Dana gas H1 profit rises 4% to Dh88 million

Sharjah-based Dana Gas on Tuesday said its first-half profits rose four per cent year on year to Dh88 million.

The company posted second-quarter net profit of $10 million (Dh37 million), $2 million lower due to the one-off sukuk restructuring costs.

The restructuring has delivered a 50 per cent reduction in sukuk profit rate to four per cent, reducing annual debt service costs by an estimated 63 per cent.

“We have delivered a strong financial performance with profits up to $24 million [Dh88 million] and up to $50 million [Dh183 million] excluding one-off sukuk costs, a 117 per cent increase. The reduction in the sukuk profit rate will improve the company’s financial position and ability to fund future dividends,” said Patrick Allman-Ward, CEO of Dana Gas.

Revenue increased six per cent to $236 million (Dh865 million) as a result of higher realised prices mainly for condensate, which contributed $33 million (Dh121 million), helped offset a production decrease in Egypt and the UAE, which together had an impact of $19 million (Dh70 million).

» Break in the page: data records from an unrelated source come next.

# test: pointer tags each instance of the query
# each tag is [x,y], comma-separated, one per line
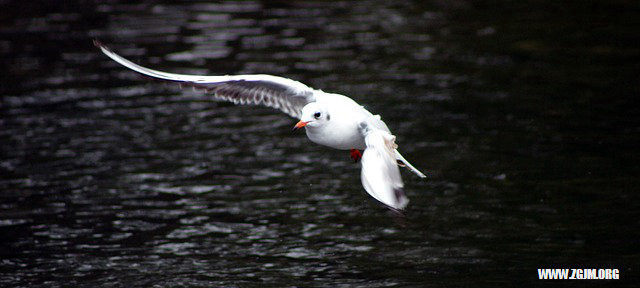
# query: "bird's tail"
[408,165]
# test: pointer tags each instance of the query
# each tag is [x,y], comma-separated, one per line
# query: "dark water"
[521,112]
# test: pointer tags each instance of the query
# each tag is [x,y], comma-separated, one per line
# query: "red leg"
[355,155]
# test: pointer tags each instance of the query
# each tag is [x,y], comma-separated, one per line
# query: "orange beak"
[300,125]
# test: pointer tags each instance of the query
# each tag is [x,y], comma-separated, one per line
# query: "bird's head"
[314,115]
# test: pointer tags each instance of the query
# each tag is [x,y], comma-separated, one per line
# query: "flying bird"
[329,119]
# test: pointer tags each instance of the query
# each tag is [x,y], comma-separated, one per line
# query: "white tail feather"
[409,166]
[380,174]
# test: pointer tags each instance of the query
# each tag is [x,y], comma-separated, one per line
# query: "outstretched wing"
[380,174]
[272,91]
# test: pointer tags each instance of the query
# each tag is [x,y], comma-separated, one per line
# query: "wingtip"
[100,45]
[97,43]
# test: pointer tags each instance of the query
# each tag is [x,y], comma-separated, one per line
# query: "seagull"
[329,119]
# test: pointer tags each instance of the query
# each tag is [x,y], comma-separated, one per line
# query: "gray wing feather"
[284,94]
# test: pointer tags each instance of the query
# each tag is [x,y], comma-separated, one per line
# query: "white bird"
[329,119]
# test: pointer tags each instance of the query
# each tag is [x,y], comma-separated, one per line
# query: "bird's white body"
[341,132]
[329,119]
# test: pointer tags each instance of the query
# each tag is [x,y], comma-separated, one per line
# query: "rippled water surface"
[520,112]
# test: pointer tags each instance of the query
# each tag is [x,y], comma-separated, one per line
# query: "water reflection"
[108,179]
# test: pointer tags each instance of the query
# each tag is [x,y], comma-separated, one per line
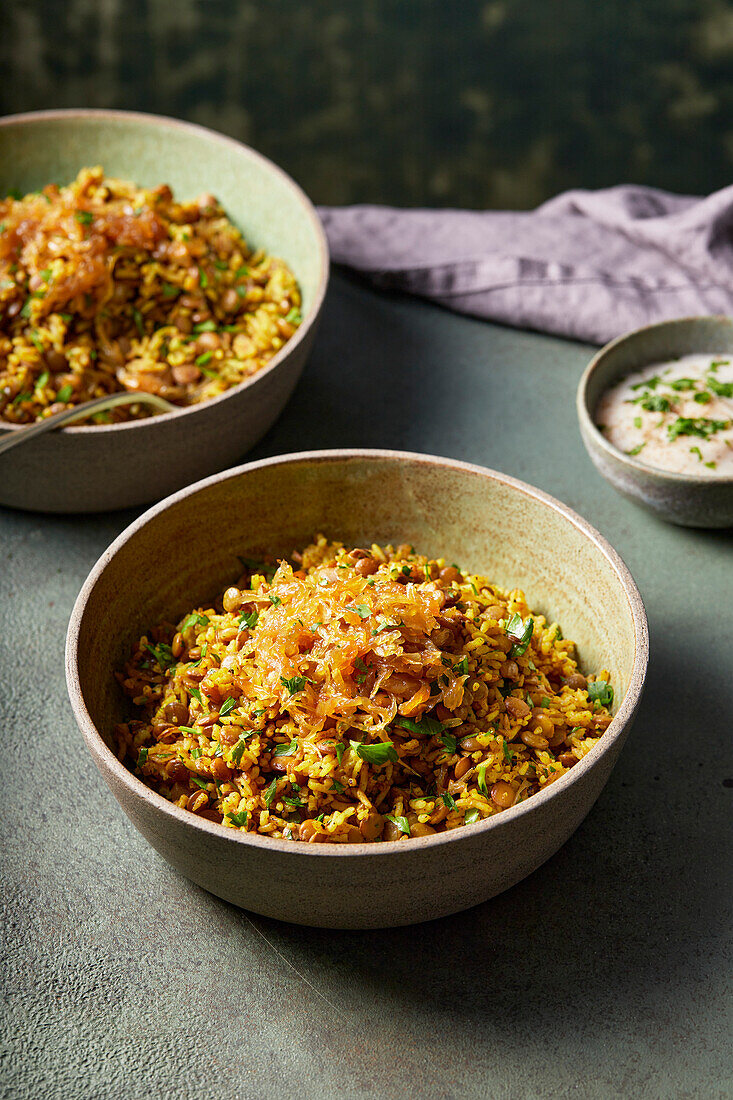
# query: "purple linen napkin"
[587,264]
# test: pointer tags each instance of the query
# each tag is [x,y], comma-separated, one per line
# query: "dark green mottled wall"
[500,103]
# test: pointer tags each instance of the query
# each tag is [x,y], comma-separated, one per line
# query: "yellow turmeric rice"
[351,695]
[106,286]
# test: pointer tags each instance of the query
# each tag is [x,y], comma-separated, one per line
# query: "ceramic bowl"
[688,499]
[170,560]
[98,468]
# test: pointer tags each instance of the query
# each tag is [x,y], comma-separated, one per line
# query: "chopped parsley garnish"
[721,388]
[286,749]
[653,403]
[375,754]
[426,727]
[600,691]
[515,628]
[402,823]
[240,817]
[294,684]
[240,746]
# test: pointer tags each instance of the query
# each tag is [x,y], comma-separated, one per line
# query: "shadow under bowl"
[106,466]
[686,499]
[185,550]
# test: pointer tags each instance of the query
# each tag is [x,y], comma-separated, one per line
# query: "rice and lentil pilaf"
[358,695]
[106,286]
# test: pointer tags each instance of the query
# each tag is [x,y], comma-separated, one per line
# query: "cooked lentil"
[323,703]
[106,286]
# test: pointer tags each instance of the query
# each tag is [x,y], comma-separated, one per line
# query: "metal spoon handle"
[79,413]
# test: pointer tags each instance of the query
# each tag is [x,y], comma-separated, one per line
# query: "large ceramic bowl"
[688,499]
[97,468]
[184,551]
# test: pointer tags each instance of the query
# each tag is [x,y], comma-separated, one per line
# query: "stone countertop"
[603,974]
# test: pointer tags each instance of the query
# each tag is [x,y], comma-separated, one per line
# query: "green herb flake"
[402,823]
[286,749]
[239,818]
[295,684]
[600,691]
[721,388]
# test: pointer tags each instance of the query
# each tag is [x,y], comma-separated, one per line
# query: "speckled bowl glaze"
[168,560]
[99,468]
[688,499]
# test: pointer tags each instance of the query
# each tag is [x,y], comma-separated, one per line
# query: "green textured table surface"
[604,974]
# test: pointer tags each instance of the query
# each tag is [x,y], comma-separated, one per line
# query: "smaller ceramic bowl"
[688,499]
[96,468]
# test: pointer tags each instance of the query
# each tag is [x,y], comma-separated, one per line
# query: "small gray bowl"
[687,499]
[98,468]
[185,549]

On an operating basis, the Dubai-listed firm said gross profit increased by 39 per cent to $82 million (Dh300 million) due to improved price realisation and cost control.

The sukuk restructuring has recently been completed with the issuance and listing of a new sukuk.

“The new sukuk is a fair and consensual deal for the benefit of all our stakeholders and received over 90 per cent votes in favour from shareholders and sukuk holders. It is a ringing endorsement that the overwhelming majority of sukuk holders chose to remain invested in the company.”

The company’s cash position as of June 30, 2018, increased to $613 million (Dh2.25 billion), despite the dividend distribution of $95 million (Dh348 million), a slight increase on year-end 2017.